10.5.2 Understanding the Clusters
Let’s do some partial plots to try to understand the clusters.
Show code
Show code
ggplot(College, aes(Expend, Grad.Rate, color = as.factor(KM4$cluster))) +
geom_point(alpha = .8, size = .5) + labs(color = 'Cluster')
ggplot(College, aes(S.F.Ratio, Outstate, color = as.factor(KM4$cluster))) +
geom_point(alpha = .8, size = .5) + labs(color = 'Cluster')
ggplot(College, aes(Accept, Top25perc, color = as.factor(KM4$cluster))) +
geom_point(alpha = .8, size = .5) + labs(color = 'Cluster')
ggplot(College, aes(Apps, PhD, color = as.factor(KM4$cluster))) +
geom_point(alpha = .8, size = .5) + labs(color = 'Cluster')
By looking at each cluster you can try to see how the clusters align with the various attributes of interest
10.5.3 Choosing K?
Some packages will create a plot of\(R^2\) vs \(K\) (see factoextra)
We will just create a short for-loop to iterate though various values of \(K\) and calculate the \(R^2\) and then plot.
k <- seq(2:700)
r2 <- vector("double", length = length(k))
for (i in seq_along(k)) {
set.seed(123)
tempk <- kmeans(X, k[i])
r2[i] <- tempk$betweenss/tempk$totss
}
plot(k, r2)
Since \(R^2\) is un-adjusted, we can see that increasing \(K\) will always increase \(R^2\).

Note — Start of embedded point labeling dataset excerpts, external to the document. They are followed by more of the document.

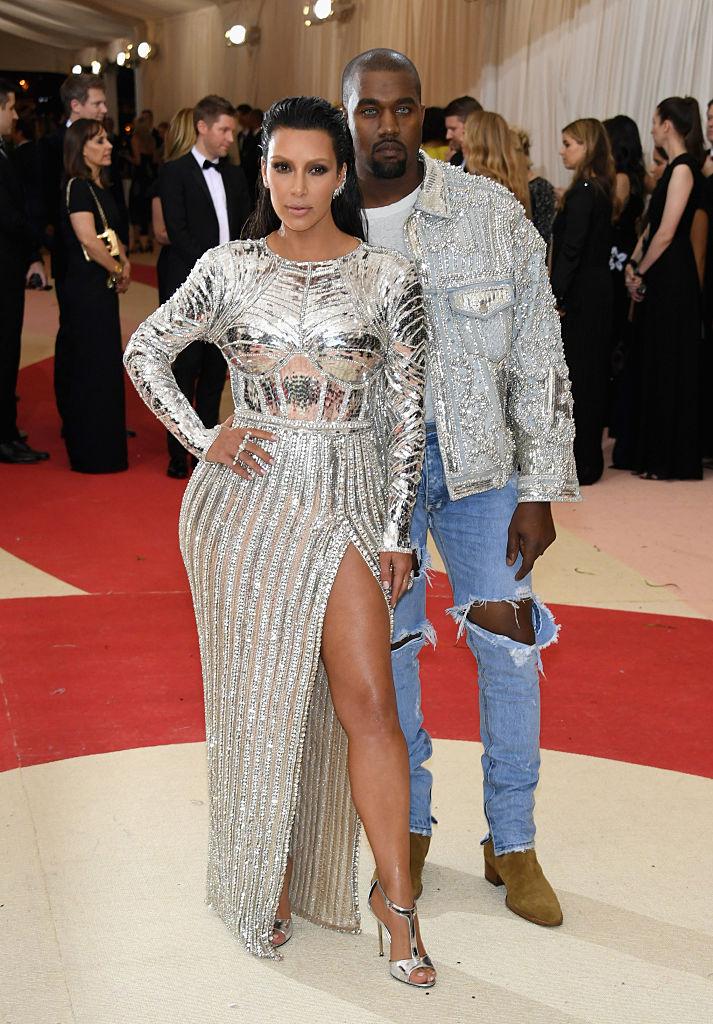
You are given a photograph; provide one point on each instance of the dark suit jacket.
(192, 223)
(18, 244)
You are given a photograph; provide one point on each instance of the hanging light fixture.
(241, 35)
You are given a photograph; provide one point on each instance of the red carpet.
(119, 668)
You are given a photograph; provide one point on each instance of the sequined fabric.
(501, 386)
(329, 356)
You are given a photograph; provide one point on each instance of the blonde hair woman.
(179, 140)
(490, 150)
(582, 283)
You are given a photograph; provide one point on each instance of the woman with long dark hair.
(664, 275)
(582, 283)
(628, 159)
(97, 269)
(295, 518)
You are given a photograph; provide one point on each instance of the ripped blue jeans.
(471, 537)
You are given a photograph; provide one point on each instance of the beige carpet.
(103, 920)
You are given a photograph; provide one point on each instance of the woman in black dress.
(628, 158)
(582, 283)
(663, 274)
(97, 268)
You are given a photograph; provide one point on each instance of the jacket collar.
(433, 196)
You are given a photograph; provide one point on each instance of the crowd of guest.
(630, 254)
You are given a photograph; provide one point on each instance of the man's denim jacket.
(500, 383)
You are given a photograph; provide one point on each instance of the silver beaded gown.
(328, 355)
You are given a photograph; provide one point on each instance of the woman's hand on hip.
(396, 573)
(237, 449)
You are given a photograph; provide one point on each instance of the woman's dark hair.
(433, 125)
(684, 115)
(626, 150)
(310, 114)
(76, 137)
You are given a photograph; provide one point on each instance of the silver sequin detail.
(329, 356)
(500, 383)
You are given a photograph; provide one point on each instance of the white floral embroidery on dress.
(617, 259)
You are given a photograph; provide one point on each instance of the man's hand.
(36, 267)
(531, 532)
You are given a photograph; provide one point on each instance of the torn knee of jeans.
(546, 630)
(421, 635)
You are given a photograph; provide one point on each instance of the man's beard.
(392, 169)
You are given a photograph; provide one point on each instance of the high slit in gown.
(329, 356)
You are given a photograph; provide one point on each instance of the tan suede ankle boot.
(529, 893)
(419, 850)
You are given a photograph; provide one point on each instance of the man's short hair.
(6, 87)
(462, 107)
(211, 108)
(379, 59)
(77, 87)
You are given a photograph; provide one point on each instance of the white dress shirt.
(216, 188)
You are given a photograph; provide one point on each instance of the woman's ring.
(241, 448)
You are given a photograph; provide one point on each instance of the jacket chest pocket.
(484, 316)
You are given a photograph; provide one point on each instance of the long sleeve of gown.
(193, 312)
(404, 407)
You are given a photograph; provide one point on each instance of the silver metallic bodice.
(329, 343)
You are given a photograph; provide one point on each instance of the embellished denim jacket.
(500, 383)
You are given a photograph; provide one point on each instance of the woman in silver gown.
(294, 528)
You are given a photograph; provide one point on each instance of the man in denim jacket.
(499, 449)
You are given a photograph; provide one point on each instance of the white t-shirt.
(386, 225)
(216, 188)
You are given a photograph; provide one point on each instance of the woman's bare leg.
(355, 651)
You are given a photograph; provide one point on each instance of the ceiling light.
(236, 36)
(328, 10)
(239, 35)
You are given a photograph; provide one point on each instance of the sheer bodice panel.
(306, 349)
(333, 342)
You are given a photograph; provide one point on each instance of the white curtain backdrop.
(539, 62)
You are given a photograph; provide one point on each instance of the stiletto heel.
(492, 876)
(403, 969)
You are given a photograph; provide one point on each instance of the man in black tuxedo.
(205, 203)
(18, 262)
(82, 96)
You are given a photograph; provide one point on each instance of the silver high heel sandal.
(402, 970)
(284, 927)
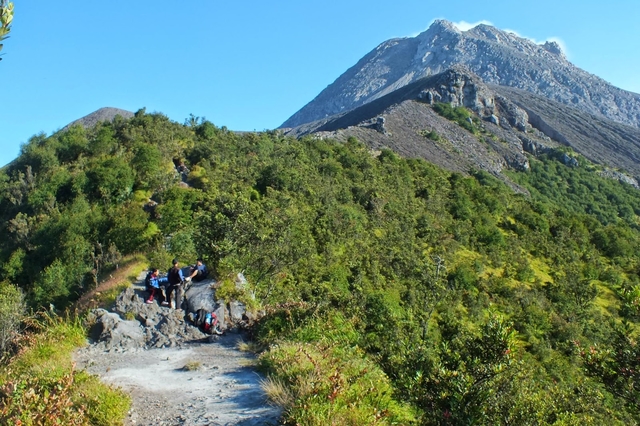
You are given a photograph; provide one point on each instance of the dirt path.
(224, 390)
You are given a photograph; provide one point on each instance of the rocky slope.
(510, 123)
(496, 56)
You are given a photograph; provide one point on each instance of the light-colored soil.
(224, 390)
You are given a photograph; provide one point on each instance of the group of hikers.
(164, 288)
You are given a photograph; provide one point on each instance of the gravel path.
(223, 390)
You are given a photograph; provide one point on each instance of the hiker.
(152, 283)
(176, 278)
(198, 271)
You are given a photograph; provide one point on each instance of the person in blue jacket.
(176, 278)
(198, 271)
(152, 284)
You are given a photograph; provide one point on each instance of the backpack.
(207, 322)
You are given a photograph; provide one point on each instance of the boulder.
(201, 295)
(116, 332)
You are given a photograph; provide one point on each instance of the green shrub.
(12, 310)
(332, 384)
(41, 386)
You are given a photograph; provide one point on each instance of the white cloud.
(465, 26)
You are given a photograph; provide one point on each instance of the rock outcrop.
(512, 123)
(497, 57)
(134, 324)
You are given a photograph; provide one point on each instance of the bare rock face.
(496, 56)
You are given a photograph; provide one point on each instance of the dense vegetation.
(395, 292)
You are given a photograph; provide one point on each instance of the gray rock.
(109, 327)
(567, 160)
(498, 57)
(200, 295)
(237, 311)
(619, 176)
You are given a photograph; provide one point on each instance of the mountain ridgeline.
(395, 291)
(498, 57)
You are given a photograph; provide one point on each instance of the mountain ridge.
(496, 56)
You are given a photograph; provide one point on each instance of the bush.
(12, 309)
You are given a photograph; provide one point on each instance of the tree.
(6, 16)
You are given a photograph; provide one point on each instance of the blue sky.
(251, 65)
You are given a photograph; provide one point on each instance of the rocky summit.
(509, 126)
(495, 56)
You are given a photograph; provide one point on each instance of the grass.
(45, 388)
(112, 282)
(320, 384)
(277, 393)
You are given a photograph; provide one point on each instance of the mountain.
(103, 114)
(507, 124)
(496, 56)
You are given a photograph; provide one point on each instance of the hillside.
(511, 124)
(460, 299)
(497, 56)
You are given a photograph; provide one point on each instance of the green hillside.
(396, 292)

Thus we look for a “knee” in the curve to find a reasonable solution.
Let’s look at just the first ten values and it seems \(k=4\) is not a bad choice.
10.5.4 Considerations for \(K\)-Means
- Scaling matters. Not scaling can change the \(R^2\) by quite a bit as high magnitude variables will dominate the formation of the clusters.
- Scaling can help generate clusters with the same size.
- Standard \(K\)-Means works best on data that can form clusters that are generally the same size, circular, and not overlapping.
Even when the data “looks nice”, the “local-optima” clusters can be off due to just enough noise.
Not circular, different magnitude.
Overlapping.
Not similar in size
\(K\)-means is a popular method for unsupervised learning to understand how observations might be clustered into meaningful groups.
Like all methods, use it with caution seasoned with some domain knowledge to assess interpretation and usefulness.